Michel Corboz: Bach est ma première nourriture. Enfant, j'aimais jouer des Inventions au clavecin ou, plus tard, réduire des cantates. Mais je n'ai jamais imaginé qu'un jour je dirigerai ses grandes œuvres, ses cantates. Je me voyais simplement maître de chapelle, très heureux de proposer chaque dimanche un chant grégorien et une polyphonie. Rétrospectivement, j'ai l'impression que mes premiers enregistrements sonnent comme du Brahms, très symphonique, voluptueux aussi. C'était un peu le son pour le son, comme un chanteur qui ferait de la voix au lieu de faire du texte et de l'expression, ce qui est assez grave!

- Vous venez d'enregistrer la «Messe en si», une œuvre que vous avez jouée un nombre incroyable de fois...

- C'est toujours la même chose: on la prépare, on en profite pour donner un certain nombre de concerts et ensuite elle dort pendant dix ans. Et comme les chanteurs viennent à l'Ensemble vocal pour s'instruire, comme à une petite académie, ils se renouvellent régulièrement, ce qui est bienvenu; plus je vieillis plus mon chœur est jeune! C'est donc à chaque fois un nouveau travail, pour eux et pour moi. Il ne reste qu'un ou deux chanteurs parmi ceux du dernier enregistrement en 1996 à Montreux. Et il me semble que la nouvelle version est assez différente.

- En quoi?

- On peut sentir l'acoustique, l'ambiance magique du lieu où nous avons enregistré, la grange de VilleFavard, dans le Limousin, très prisée des labels de disque. Quant à l'interprétation, il y a bien sûr l'influence du mouvement baroque, les instruments anciens, le phrasé, la clarté, le lien avec le texte. C'est plus dansant, plus libre, il y a plus de folie, de fantaisie. Je n'ai pas honte, à mon âge, de faire des choses absolument anti-conventionnelles, briser les rapports de tempi, les assouplir éventuellement. Mais la conviction, la force de la prière restent intactes.

- Etes-vous croyant?

- Oui. Je ne dirais pas que c'est très clair. Mais je ne fais que de la musique sacrée et je suis trop sensible aux œuvres de la foi pour qu'elles ne me touchent pas. Pour que la foi ne me brûle pas. Ce qui n'empêche pas que j'aie rencontré bon nombre d'athées très sensibles à la musique sacrée. L'incroyant prie aussi, à sa façon. Et puis croire en l'homme, c'est déjà croire un peu à celui qui se cache dans le cœur de l'homme.

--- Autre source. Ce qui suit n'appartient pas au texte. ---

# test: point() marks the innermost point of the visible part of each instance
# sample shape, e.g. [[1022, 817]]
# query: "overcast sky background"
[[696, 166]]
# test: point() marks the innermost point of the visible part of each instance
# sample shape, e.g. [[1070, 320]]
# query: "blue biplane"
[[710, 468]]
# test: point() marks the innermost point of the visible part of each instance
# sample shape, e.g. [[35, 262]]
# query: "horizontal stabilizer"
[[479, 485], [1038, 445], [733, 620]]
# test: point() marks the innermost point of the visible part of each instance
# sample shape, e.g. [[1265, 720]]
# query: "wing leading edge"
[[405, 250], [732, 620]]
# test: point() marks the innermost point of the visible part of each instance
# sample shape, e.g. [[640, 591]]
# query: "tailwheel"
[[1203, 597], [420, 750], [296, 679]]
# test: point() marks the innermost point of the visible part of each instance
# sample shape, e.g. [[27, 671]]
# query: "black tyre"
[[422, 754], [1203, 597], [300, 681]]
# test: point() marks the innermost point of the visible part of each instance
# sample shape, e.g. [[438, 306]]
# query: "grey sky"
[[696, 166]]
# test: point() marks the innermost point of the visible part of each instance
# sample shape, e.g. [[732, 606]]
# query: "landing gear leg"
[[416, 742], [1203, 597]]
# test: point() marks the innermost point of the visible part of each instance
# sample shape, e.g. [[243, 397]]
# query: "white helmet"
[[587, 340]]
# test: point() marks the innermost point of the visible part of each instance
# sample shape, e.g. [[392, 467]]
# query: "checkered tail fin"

- D'ailleurs vos interprétations ont quelque chose de fondamentalement humain; vous n'êtes pas adepte d'un Bach épuré, dégraissé.

- Si mon geste était purement technique, je me sentirais très loin de mon idéal. Chez Bach il y a quelque chose de lyrique, ça brûle, justement, ça pleure aussi. Il ne pense qu'à l'essentiel, on trouve chez lui toutes sortes de symboles, par exemple cette mort, ce drame qui rôde lorsque jouent les flûtes dans les tutti ou les soli.

- A propos de solistes, comment les choisissez-vous?

- C'est un problème. J'ai une préférence pour les gens que je connais, qui ont déjà chanté comme choriste ou travaillé avec moi, qui ont suivi cette filière. Ça donne de bons solistes, on est tout de suite ensemble. Lorsque j'ai enregistré la Messe en si pour la première fois, tous les solistes étaient issus de l'Ensemble vocal. Mais la maison Erato a estimé que les ventes du disque en avaient pâti, et nous avons chanté une autre version avec des grands noms, José van Dam et Jennifer Smith entre autres, tous de passage entre deux avions. Bien sûr, ils ont reçu de très bonnes critiques. Mais ce n'était plus «ma» Messe en si, et je ne m'en souviens pas comme d'un acte de communion.

- Lorsque vous évoquez votre travail avec l'Ensemble vocal, vous parlez de «chanter» une partition plutôt que de la diriger.

- Oui, tout comme je n'aime pas dire «je fais de la musique» mais «faire la musique», faire l'amitié avec les gens. Et puis interpréter une œuvre, la Messe en si ou une autre, c'est la refaire, la recréer. Ce n'est pas seulement honorer un style. Il s'agit de vivre à travers la musique.

La Messe en si de J.S. Bach par l'Ensemble vocal et instrumental de Lausanne, Mirare, distr. Harmonia Mundi. Sortie décembre 2008.